鉄砲撃ちまくりの千葉県(道雪葵さん提供)

 このツイートには、各地の「どちら(どれ)にしようかな」がリプライで寄せられました。「どちら(どれ)にしようかな (天の)神様のいう通り」に続く言葉として千葉や埼玉からは「鉄砲撃ってバンバンバン」が複数寄せられ、山梨出身の方からは「ぶっとしてぶっとして ぶーぶーぶー」という言葉も。

 せっかくなので、弊社編集部でもアンケート調査してみました。その結果は……「鉄砲撃ってバンバン もういっちょ撃ってバンバン 宝箱(千葉県柏市)」「ぽぽぽいのぽうい/ぽぽぽいの柿の種(岐阜県)」「鉄砲撃ってバンバン(静岡県浜松市)」「べべべのべ(静岡県浜松市)」「ゲゲゲのゲ(福岡県)」「アブラムシ(鹿児島県)」という感じ。ちなみに前半の言い回しから違うものもありました。「どちら(どれ)にしようかな 神様のいう通りにすればよくわかります(兵庫県)」。

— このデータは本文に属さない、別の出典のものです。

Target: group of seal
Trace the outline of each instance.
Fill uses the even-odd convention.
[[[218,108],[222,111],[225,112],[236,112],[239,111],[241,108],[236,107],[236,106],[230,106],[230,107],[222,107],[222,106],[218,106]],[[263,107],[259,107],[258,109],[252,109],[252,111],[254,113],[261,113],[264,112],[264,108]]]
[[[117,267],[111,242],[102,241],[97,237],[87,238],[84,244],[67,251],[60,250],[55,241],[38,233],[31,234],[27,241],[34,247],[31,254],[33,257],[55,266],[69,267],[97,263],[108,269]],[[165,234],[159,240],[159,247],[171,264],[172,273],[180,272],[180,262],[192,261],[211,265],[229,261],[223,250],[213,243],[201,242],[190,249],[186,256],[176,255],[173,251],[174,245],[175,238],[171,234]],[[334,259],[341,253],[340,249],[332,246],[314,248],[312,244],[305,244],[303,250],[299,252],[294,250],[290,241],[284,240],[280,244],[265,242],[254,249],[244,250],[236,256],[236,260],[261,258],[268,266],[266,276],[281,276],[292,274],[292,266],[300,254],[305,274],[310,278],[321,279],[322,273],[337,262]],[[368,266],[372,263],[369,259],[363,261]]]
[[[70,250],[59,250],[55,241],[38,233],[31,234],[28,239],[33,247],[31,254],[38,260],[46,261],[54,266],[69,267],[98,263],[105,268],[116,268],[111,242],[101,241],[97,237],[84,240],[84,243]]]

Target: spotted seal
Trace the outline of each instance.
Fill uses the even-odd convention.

 この「どちら(どれ)にしようかな」、道雪さんのツイートに寄せられたリプライを見る限り、地域ごとに共通しているようで共通していなかったり、逆に地域をまたいで遠隔地でも共通していたりと傾向が掴みにくい状況のようです。

 なぜ、このように「どちら(どれ)にしようかな」に続く言葉がバラバラなのでしょうか。大学で民俗学を専攻し、宮崎県民俗学会にも所属している筆者が民俗学の知見から考察すると、そこには「言葉遊び」の面と「決めたくない心理」が関係しているように思われます。

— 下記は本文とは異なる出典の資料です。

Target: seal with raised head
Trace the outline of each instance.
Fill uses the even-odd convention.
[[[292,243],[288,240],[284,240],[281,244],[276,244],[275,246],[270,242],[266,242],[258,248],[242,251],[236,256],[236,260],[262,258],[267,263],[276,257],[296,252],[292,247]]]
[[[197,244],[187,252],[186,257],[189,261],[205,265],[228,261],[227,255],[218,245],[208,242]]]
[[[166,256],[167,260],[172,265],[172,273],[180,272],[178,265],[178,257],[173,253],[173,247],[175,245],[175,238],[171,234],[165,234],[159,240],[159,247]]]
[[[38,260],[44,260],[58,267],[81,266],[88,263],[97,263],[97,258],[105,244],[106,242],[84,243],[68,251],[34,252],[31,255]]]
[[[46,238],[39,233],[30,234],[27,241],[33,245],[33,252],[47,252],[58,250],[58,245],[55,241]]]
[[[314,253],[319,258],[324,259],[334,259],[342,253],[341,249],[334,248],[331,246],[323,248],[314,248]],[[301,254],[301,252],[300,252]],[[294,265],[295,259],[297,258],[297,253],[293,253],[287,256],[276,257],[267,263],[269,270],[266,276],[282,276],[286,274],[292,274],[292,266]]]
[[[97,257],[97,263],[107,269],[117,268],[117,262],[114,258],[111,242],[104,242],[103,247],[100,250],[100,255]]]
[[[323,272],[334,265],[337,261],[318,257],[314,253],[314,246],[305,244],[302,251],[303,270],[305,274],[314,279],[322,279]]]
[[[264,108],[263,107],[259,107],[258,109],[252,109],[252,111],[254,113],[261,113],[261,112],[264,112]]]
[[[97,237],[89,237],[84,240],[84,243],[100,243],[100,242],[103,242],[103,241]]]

 もともと「どちら(どれ)にしようかな」というフレーズが出てくるのは、決定する基準がはっきりしない場面であり、しかも決定することで大きな利益・不利益が発生しにくいと思っている状況。どれを選択しても、それほど気にならないからこそ、運を天に任せるような選び方をしているのです。

 しかし逆に気にならない分、人は選択を迷います。このため、選択を遅らせようとする「決めたくない心理」が働いて「どちら(どれ)にしようかな」の後に言葉を継ぎ足し、フレーズが長くなっていきます。

 つなげる言葉として、ほぼ全ての地域で共通するのが「(天の)神様のいう通り」。ということは、ここまでは選択に迷った際、逡巡する適当な時間として古くから共通認識があったと考えられます。

 ここから後に継ぎ足された言葉は、地域や年代によって様々。ということは「言葉遊び」の面で使いやすいフレーズが選ばれるケースが多くなります。

 たとえば「なのなのな」は、最初の「どちら(どれ)にしようかな」末尾の「な」を重ねることで、リズム感を出したものと考えられます。「あべべのべ」は「あべこべ」という言葉が「なのなのな」のように、リズミカルに変化したとも考えられそうです。

 また「しようかな」が5音なので、同じ5音でリズムを整えやすい「柿の種」も多く出てきます。「鉄砲撃ってバンバンバン」も、地域を問わず出てきますが、これは末尾の「バンバンバン」という3音で、いい加減決めてしまいたいという決断を促すリズムを作り出していると考えても良さそうです。

 選択に迷うからこそ言葉が長くなり、そして小さい子どもの語彙とリズムに合致した言葉が選ばれている傾向が読み解ける「どちら(どれ)にしようかな」。「正しい歌詞」がないからこそ、これからも時代とともに、様々な新しい言葉が継ぎ足されていくのかもしれません。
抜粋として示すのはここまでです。